Everyone loves to hate RDF/XML. Indeed many have argued that RDF/XML is responsible for holding back semantic web adoption. I’m not sure that I fully agree with that (there’s a lot of other issues to consider) but its certainly awkward to work with if you’re trying to integrate both RDF and XML tools into your application.
It’s actually that combination that causes the awkwardness. If you’re just using RDF tools then RDF/XML is mostly fine. It benefits from XML’s Unicode support and is the most widely supported RDF serialisation. There are downsides though. For example there are some potential RDF graphs can’t be serialised as RDF/XML. But that is easy to avoid.
Developers, particularly XML developers, feel cheated by RDF/XML because of what they see as false advertising: its an XML format that doesn’t play nicely with XML tools. Some time ago, Dan Brickley wrote a nice history on the design of RDF/XML which is worth a read for some background. My goal here isn’t to rehash the RDF/XML discussion or even to mount a defense of RDF/XML as a good format for RDF (I prefer Turtle).
But developers are still struggling with RDF/XML, particularly in publishing workflows where XML is a good base representation for document structures, so I think its worthwhile capturing some advice on how to reach a compromise with RDF/XML that allows it to work nicely with XML tools. I can’t remember seeing anyone do that before, so I thought I’d write down some of my experiences. These are drawn from creating a publishing platform that ingested metadata and content in XML, used Apache Jena for storing that metadata, and Solr as a search engine. Integration between different components was carried out using XML based messaging. So there were several places where RDF and XML rubbed up against one another.
Tip 1: Don’t rely on default serialisations
The first thing to note is that RDF/XML offers a lot of flexibility in terms of how an RDF graph can be serialised as XML. A lot. The same graph can be serialised in many different ways using a lot of syntactic short-cuts. More on those in a moment.
It’s this unbounded flexibility that is the major source of the problems: producers and consumers may have reasonable default assumptions about how data will be made published that are completely at odds with one another. This makes it very difficult to consume arbitrary RDF/XML with anything other than RDF tools.
JSON-LD offers a lot of flexibility too, and I can’t help but wonder whether that flexibility is going to come back and bite us in the future.
By default RDF tools tend to generate RDF/XML in a form that makes it easy for them to serialise. This tends to mean automatically generated namespace prefixes and a per-triple approach to serialising the graph, e.g:
This is a disaster for XML tools as the description of the resource is spread across multiple elements making it hard to process. But its efficient to generate.

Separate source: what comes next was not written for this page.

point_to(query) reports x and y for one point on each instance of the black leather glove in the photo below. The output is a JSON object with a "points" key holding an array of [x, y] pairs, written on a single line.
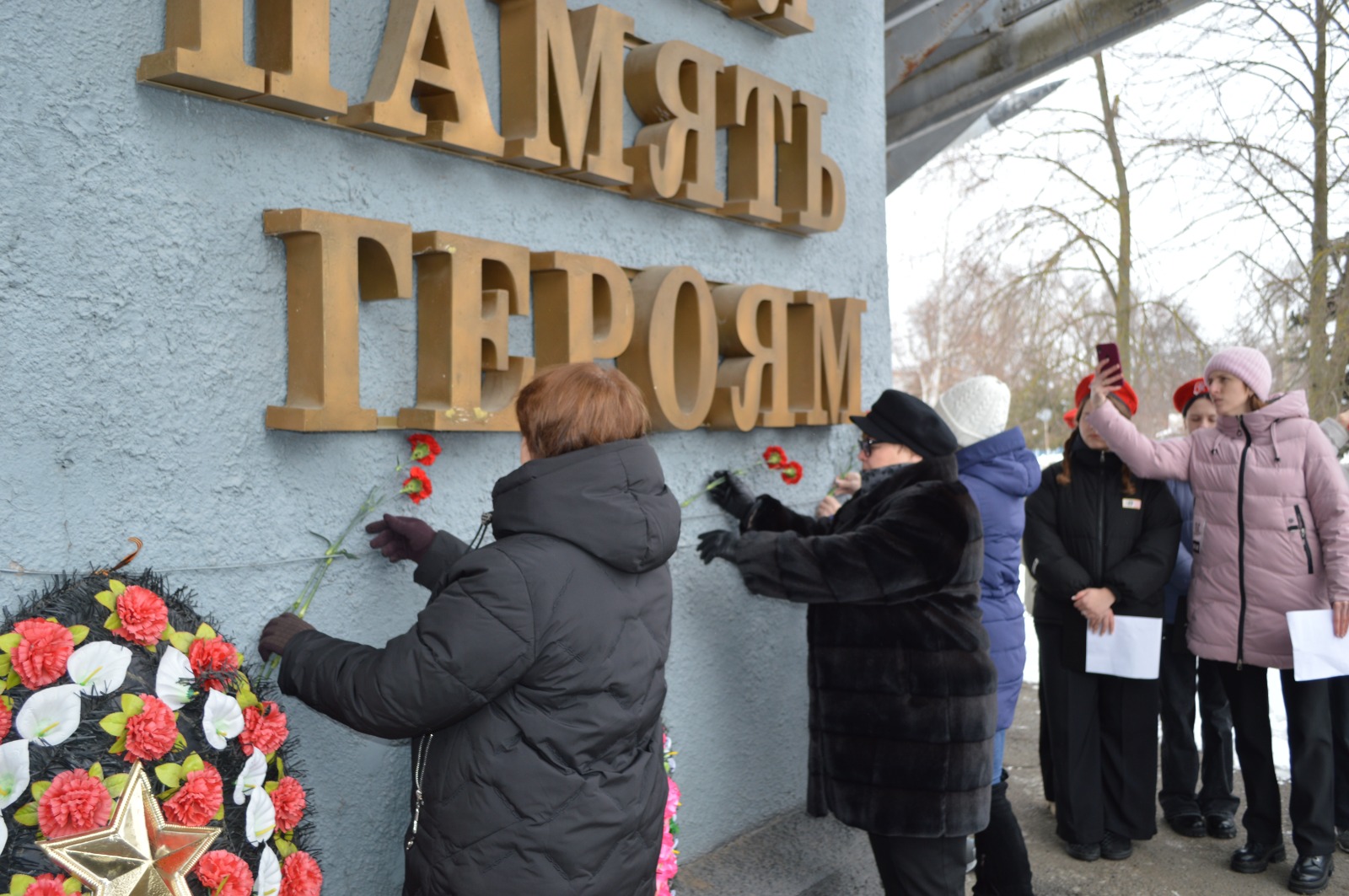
{"points": [[718, 543], [278, 633], [401, 537], [730, 494]]}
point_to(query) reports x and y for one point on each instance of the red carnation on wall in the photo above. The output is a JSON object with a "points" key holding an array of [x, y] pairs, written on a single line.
{"points": [[152, 732], [289, 803], [143, 615], [40, 656], [417, 485], [425, 448], [213, 662], [265, 729], [300, 876], [74, 803], [49, 885], [224, 873], [197, 801]]}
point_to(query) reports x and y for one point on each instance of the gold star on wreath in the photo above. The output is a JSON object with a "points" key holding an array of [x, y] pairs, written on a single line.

Some RDF frameworks may provide options for customising the output to apply some of the RDF/XML syntactic shortcuts. As we’ll see in a moment these are worth embracing and may produce some useful regularity.

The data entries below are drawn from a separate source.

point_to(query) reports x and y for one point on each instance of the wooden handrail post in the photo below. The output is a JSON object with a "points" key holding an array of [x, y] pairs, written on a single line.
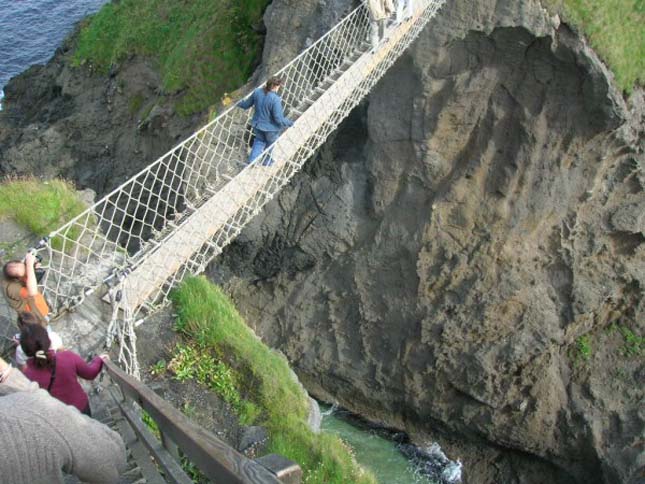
{"points": [[214, 458]]}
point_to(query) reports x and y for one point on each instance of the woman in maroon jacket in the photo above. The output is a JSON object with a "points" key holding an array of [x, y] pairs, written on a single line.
{"points": [[57, 372]]}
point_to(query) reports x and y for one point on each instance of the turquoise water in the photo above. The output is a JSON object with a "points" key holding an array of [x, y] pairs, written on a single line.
{"points": [[373, 450]]}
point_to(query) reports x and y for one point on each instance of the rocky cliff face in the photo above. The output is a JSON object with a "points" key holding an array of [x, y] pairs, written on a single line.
{"points": [[437, 264], [463, 260]]}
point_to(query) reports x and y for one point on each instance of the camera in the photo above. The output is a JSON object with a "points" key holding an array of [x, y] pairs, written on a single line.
{"points": [[39, 272]]}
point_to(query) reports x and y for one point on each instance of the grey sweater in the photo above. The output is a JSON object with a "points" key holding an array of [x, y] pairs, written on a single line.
{"points": [[40, 437]]}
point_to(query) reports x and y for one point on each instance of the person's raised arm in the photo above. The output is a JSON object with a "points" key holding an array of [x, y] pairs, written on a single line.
{"points": [[31, 282], [247, 103], [11, 380]]}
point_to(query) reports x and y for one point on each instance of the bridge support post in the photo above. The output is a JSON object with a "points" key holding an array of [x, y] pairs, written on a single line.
{"points": [[287, 472]]}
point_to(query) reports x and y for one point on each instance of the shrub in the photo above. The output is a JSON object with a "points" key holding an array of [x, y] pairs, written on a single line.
{"points": [[615, 30], [208, 318], [202, 47]]}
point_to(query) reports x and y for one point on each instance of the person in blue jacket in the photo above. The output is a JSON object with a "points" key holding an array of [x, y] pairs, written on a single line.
{"points": [[268, 119]]}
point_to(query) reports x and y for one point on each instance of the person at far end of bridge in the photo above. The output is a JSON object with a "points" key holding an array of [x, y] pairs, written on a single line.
{"points": [[380, 11], [404, 10], [268, 119], [40, 437], [58, 371], [20, 287]]}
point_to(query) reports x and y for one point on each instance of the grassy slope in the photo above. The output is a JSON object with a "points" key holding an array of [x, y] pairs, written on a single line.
{"points": [[39, 206], [616, 30], [203, 47], [208, 318]]}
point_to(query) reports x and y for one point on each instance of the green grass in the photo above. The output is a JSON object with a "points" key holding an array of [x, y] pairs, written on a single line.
{"points": [[615, 29], [203, 48], [38, 206], [209, 319]]}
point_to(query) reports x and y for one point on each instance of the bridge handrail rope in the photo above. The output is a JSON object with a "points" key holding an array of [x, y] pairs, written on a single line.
{"points": [[177, 214]]}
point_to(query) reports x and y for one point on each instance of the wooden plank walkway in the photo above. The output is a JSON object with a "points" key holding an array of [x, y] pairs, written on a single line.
{"points": [[159, 266]]}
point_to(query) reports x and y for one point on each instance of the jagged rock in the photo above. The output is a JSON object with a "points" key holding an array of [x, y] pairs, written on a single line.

But if you need to generate an XML format that has, for example, a precise ordering of child elements then you’re not going to get that kind of flexibility by default. You’ll need to craft a custom serialiser. Apache Jena allows you to use create RDF Writers to support this kind of customization. This isn’t ideal as you need to write code — even to tweak the output options — but it gives you more control.

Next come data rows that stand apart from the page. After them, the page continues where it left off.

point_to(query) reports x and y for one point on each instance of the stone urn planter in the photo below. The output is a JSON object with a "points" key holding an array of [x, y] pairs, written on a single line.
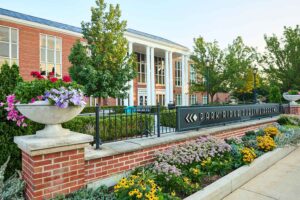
{"points": [[292, 98], [52, 116]]}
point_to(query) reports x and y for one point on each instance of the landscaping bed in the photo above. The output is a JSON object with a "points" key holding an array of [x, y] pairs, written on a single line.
{"points": [[203, 164]]}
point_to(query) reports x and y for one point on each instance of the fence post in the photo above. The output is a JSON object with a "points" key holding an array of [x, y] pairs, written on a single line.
{"points": [[177, 119], [158, 120], [98, 140]]}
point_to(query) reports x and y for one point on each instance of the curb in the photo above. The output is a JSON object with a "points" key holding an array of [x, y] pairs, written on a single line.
{"points": [[232, 181]]}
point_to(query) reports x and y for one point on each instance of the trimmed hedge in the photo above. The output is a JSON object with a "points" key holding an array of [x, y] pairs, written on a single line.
{"points": [[113, 127], [168, 118], [92, 109]]}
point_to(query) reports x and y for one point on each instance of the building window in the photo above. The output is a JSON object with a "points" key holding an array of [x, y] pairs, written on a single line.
{"points": [[193, 99], [193, 75], [142, 69], [9, 45], [120, 102], [88, 51], [50, 55], [178, 77], [159, 70], [160, 98], [204, 99], [178, 100]]}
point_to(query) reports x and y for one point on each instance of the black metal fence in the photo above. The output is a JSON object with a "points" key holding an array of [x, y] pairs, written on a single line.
{"points": [[116, 124], [194, 117], [119, 123]]}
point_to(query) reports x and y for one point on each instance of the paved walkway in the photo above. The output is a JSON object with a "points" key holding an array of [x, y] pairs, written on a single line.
{"points": [[280, 182]]}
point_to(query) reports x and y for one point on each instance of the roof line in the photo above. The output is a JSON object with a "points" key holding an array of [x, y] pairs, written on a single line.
{"points": [[75, 29]]}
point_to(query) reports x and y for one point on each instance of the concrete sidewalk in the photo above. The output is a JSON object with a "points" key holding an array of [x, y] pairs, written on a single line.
{"points": [[280, 182]]}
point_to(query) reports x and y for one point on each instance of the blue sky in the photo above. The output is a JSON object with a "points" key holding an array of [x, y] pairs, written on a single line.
{"points": [[180, 20]]}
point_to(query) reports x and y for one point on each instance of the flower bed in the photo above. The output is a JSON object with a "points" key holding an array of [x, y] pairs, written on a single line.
{"points": [[183, 170], [112, 129]]}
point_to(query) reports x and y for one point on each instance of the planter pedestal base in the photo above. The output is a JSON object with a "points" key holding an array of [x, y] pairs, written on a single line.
{"points": [[53, 130], [53, 165]]}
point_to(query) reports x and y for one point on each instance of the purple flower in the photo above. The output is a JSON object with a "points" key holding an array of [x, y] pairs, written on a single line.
{"points": [[65, 97], [13, 114]]}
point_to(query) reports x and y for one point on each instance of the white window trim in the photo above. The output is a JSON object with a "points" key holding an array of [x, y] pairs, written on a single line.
{"points": [[193, 78], [9, 58], [204, 97], [46, 53], [193, 97], [140, 67], [162, 74], [176, 98], [178, 77]]}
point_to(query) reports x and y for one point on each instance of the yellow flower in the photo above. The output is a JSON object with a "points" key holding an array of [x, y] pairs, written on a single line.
{"points": [[186, 180], [265, 143], [195, 171], [173, 194], [271, 131], [248, 154], [139, 195]]}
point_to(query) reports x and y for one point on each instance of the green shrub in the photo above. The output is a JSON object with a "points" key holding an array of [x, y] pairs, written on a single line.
{"points": [[115, 109], [101, 193], [25, 91], [168, 118], [10, 77], [289, 120], [112, 127], [293, 92], [13, 187], [275, 95]]}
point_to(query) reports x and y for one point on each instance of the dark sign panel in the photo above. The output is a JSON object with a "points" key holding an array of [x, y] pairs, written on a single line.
{"points": [[194, 117]]}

So, if you need to generate an XML format from RDF sources then ensure that you normalize your output. If you have control over the XML document formats and can live with some flexibility in the content model, then using RDF/XML syntax shortcuts offered by your RDF tools might well be sufficient. However if you’re working to a more rigid format, then you’re likely to need some custom code.
Tip 2: Use all of the shortcuts
Lets look at the above example again but with a heavy dusting of syntax sugar:
Much nicer! The above describes exactly the same RDF graph as we had before. What have we done here:
- We’ve omitted the rdf:RDF element as its unnecessary. If you have a single “root” resource in your graph then you can just this as the document element. If we had multiple, unrelated Person resources in the document then we’d need to re-introduce the rdf:RDF element as a generic container.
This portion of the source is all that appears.